He sunk down shivering on the stone shelf, laid his arms on the stone pillow, and buried his face in them.
“My God, my God!” he groaned.
CHAPTER XVII —A FELLOW SCIENTIST
IN this position Jack slept off and on, or rather, dozed into a kind of semi-stupor, from which he awoke with a start now and then, as he thought he heard again the mingled cries of devotion and malediction. At last he slept soundly, and awoke refreshed, but hungry. The loaf lay beside him, and with his knife he cut a slice from it, munching the coarse bread with more of relish than he had thought possible when he first saw it. Then he took out another cigarette, struck a match, looked at his watch, and lit the cigarette. It was ten minutes past two. He wondered if a night had intervened, but thought it unlikely. He had landed very early in the morning, and now it was afternoon.
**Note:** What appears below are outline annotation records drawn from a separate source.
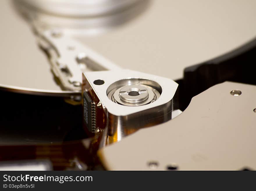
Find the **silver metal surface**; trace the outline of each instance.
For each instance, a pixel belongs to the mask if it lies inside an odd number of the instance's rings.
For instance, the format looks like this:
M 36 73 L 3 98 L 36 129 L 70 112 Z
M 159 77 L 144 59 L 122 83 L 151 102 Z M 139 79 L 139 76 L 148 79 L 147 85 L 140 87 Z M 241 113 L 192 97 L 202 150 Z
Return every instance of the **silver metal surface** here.
M 233 90 L 242 93 L 232 96 Z M 255 85 L 215 85 L 174 119 L 140 129 L 99 156 L 111 170 L 256 169 L 255 94 Z
M 81 91 L 83 72 L 120 69 L 61 32 L 48 30 L 42 33 L 37 32 L 39 44 L 49 57 L 52 71 L 64 90 Z
M 20 0 L 33 8 L 54 15 L 92 17 L 115 13 L 138 0 Z
M 92 99 L 95 98 L 93 99 L 95 104 L 100 103 L 101 107 L 106 113 L 108 144 L 119 141 L 139 128 L 155 125 L 171 119 L 172 99 L 178 86 L 177 84 L 172 80 L 128 70 L 83 74 L 83 85 L 85 87 L 83 92 L 85 91 L 89 94 Z M 104 81 L 104 83 L 101 85 L 94 83 L 93 82 L 98 79 Z M 123 90 L 128 90 L 131 88 L 129 86 L 131 85 L 133 85 L 132 90 L 133 88 L 138 90 L 145 87 L 149 92 L 152 91 L 151 95 L 149 95 L 150 103 L 131 107 L 113 101 L 112 97 L 114 92 L 117 92 L 116 96 L 118 97 L 120 90 L 124 87 Z M 152 101 L 154 94 L 149 87 L 159 92 L 160 96 L 154 101 Z M 96 97 L 97 99 L 95 98 Z M 140 97 L 136 98 L 139 99 Z M 99 113 L 96 111 L 96 114 Z M 96 118 L 98 118 L 97 115 Z

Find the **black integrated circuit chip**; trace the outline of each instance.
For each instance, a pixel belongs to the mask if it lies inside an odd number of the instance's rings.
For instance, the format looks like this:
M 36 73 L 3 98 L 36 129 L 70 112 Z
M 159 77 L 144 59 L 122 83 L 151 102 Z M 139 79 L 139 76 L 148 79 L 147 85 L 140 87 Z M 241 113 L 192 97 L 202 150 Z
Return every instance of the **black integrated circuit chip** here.
M 95 104 L 87 92 L 83 94 L 83 121 L 89 131 L 94 133 L 96 128 Z

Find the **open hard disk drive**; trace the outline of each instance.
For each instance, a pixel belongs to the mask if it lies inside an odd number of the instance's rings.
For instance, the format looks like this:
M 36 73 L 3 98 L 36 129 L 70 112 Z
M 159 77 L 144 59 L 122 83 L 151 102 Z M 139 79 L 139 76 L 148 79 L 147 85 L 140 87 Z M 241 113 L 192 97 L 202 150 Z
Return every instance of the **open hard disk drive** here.
M 0 4 L 0 169 L 256 169 L 255 1 Z

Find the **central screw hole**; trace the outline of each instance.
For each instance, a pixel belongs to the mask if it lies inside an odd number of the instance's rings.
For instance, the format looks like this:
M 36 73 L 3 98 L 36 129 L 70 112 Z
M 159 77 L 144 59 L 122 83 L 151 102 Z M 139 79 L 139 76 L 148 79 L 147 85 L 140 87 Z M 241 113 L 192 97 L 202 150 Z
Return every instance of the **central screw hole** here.
M 140 94 L 139 92 L 136 91 L 131 91 L 131 92 L 130 92 L 128 94 L 128 95 L 131 96 L 136 96 L 139 95 L 139 94 Z

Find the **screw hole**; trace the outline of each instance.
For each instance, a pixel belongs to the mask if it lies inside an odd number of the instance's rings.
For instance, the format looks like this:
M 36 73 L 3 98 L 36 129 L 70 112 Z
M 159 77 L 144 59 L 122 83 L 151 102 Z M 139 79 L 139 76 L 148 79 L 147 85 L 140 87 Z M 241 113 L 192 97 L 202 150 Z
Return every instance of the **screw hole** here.
M 238 96 L 242 94 L 242 92 L 239 90 L 232 90 L 230 92 L 230 94 L 234 96 Z
M 105 83 L 105 82 L 102 80 L 96 80 L 93 82 L 93 83 L 95 85 L 102 85 Z
M 168 165 L 166 167 L 168 170 L 176 170 L 178 169 L 178 165 L 175 163 Z
M 136 96 L 139 95 L 140 93 L 137 91 L 131 91 L 130 92 L 128 95 L 131 96 Z
M 152 169 L 155 169 L 158 166 L 158 163 L 156 161 L 152 161 L 148 163 L 148 165 Z
M 69 46 L 67 47 L 67 49 L 69 50 L 74 50 L 75 49 L 75 47 L 72 46 Z

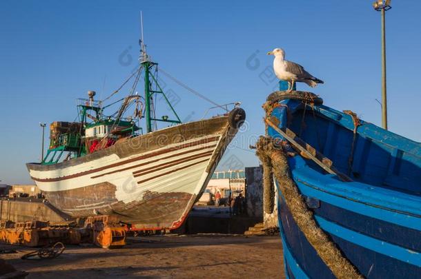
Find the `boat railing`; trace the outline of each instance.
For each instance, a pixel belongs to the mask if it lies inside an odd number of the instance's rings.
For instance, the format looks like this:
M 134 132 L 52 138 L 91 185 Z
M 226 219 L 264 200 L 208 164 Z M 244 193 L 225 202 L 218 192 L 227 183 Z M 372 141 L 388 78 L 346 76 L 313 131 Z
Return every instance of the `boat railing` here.
M 224 112 L 224 114 L 226 114 L 231 110 L 229 110 L 228 107 L 231 107 L 232 106 L 233 109 L 234 109 L 235 107 L 239 107 L 240 105 L 241 105 L 240 102 L 234 102 L 234 103 L 226 103 L 224 105 L 216 105 L 215 107 L 209 107 L 205 112 L 205 114 L 204 114 L 203 117 L 202 118 L 202 120 L 204 119 L 206 117 L 206 116 L 208 115 L 208 114 L 209 113 L 209 112 L 210 110 L 215 110 L 215 109 L 223 110 L 225 111 Z
M 76 99 L 76 104 L 77 105 L 101 107 L 102 106 L 102 101 L 79 98 Z

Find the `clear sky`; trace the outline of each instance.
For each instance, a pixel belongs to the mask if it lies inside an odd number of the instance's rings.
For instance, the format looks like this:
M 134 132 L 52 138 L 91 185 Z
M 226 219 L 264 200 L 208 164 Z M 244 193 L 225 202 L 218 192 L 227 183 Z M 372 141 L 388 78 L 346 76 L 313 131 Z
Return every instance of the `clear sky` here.
M 219 169 L 258 164 L 247 148 L 264 132 L 261 105 L 276 85 L 266 53 L 277 47 L 325 81 L 312 90 L 325 105 L 380 125 L 380 14 L 371 2 L 2 0 L 0 180 L 30 182 L 25 163 L 39 160 L 39 122 L 73 121 L 75 99 L 87 90 L 104 98 L 119 87 L 136 65 L 140 10 L 149 54 L 163 69 L 219 103 L 239 101 L 246 110 L 246 131 Z M 420 141 L 421 18 L 409 1 L 392 6 L 389 129 Z M 212 106 L 162 81 L 182 119 L 199 119 Z

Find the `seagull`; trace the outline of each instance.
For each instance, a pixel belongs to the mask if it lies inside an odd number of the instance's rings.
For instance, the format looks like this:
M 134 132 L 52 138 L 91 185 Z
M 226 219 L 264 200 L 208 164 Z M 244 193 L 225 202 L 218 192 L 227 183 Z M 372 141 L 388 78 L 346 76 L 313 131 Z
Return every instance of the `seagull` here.
M 295 81 L 307 83 L 312 87 L 317 83 L 324 83 L 323 81 L 310 74 L 301 65 L 285 60 L 285 52 L 282 48 L 275 48 L 268 52 L 268 55 L 275 55 L 273 71 L 279 79 L 288 81 L 287 92 L 292 91 Z

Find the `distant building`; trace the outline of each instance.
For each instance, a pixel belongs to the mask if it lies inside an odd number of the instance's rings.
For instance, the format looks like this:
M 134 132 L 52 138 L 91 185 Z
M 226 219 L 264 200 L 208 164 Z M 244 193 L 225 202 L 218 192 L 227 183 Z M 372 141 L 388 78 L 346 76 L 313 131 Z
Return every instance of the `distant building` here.
M 39 189 L 34 185 L 23 185 L 16 184 L 10 186 L 9 189 L 9 197 L 13 197 L 13 194 L 16 194 L 17 196 L 37 196 L 41 193 Z
M 9 189 L 10 185 L 7 184 L 0 184 L 0 196 L 7 196 L 9 194 Z
M 230 193 L 234 198 L 240 193 L 245 196 L 246 192 L 246 174 L 244 169 L 215 172 L 206 187 L 207 192 L 215 195 L 218 191 L 222 198 L 228 198 Z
He was fearfully thirsty, but could not bring himself to drink from that stream of death. Once more he heard the bolts shot back.
“They are going to throw the poor wretches into the sea,” he muttered, but the yellow gleam of a lantern showed him it was his own door that had been unlocked.
“You are to see the Governor,” said the gaoler gruffly. “Come with me.”
Jack sprang to the floor of his cell, repressing a cry of delight. Nothing the grim Governor could do to him would make his situation any worse, and perhaps his persuasive powers upon that official might result in some amelioration of his position. In any case there was the brief respite of the interview, and he would gladly have chummed with the devil himself to be free a few moments from this black pit.
Although the outside door of the Governor’s room stood open, the room was not as well illumined as it had been before, for the sun had now gone round to the other side of the island, but to the prisoner’s aching eyes it seemed a chamber of refulgence. The same lamp was burning on the table, giving forth an odor of bad oil, but in addition to this, two candles were lighted, which supplemented in some slight measure the efforts of the lamp. At the end of the table lay a number of documents under a paper-weight, arranged with the neat precision of a methodical man. The Governor had been warming his hands over the brazier, but ceased when Lermontoff was brought up standing before him. He lifted the paper-weight, took from under it the two letters which Lermontoff had given to the steward on the steamer, and handed them to the prisoner, who thus received them back for the second time.
“I wish to say,” remarked the Governor, with an air of bored indifference which was evidently quite genuine, “that if you make any further attempt to communicate with the authorities, or with friends, you will bring on yourself punishment which will be unpleasant.”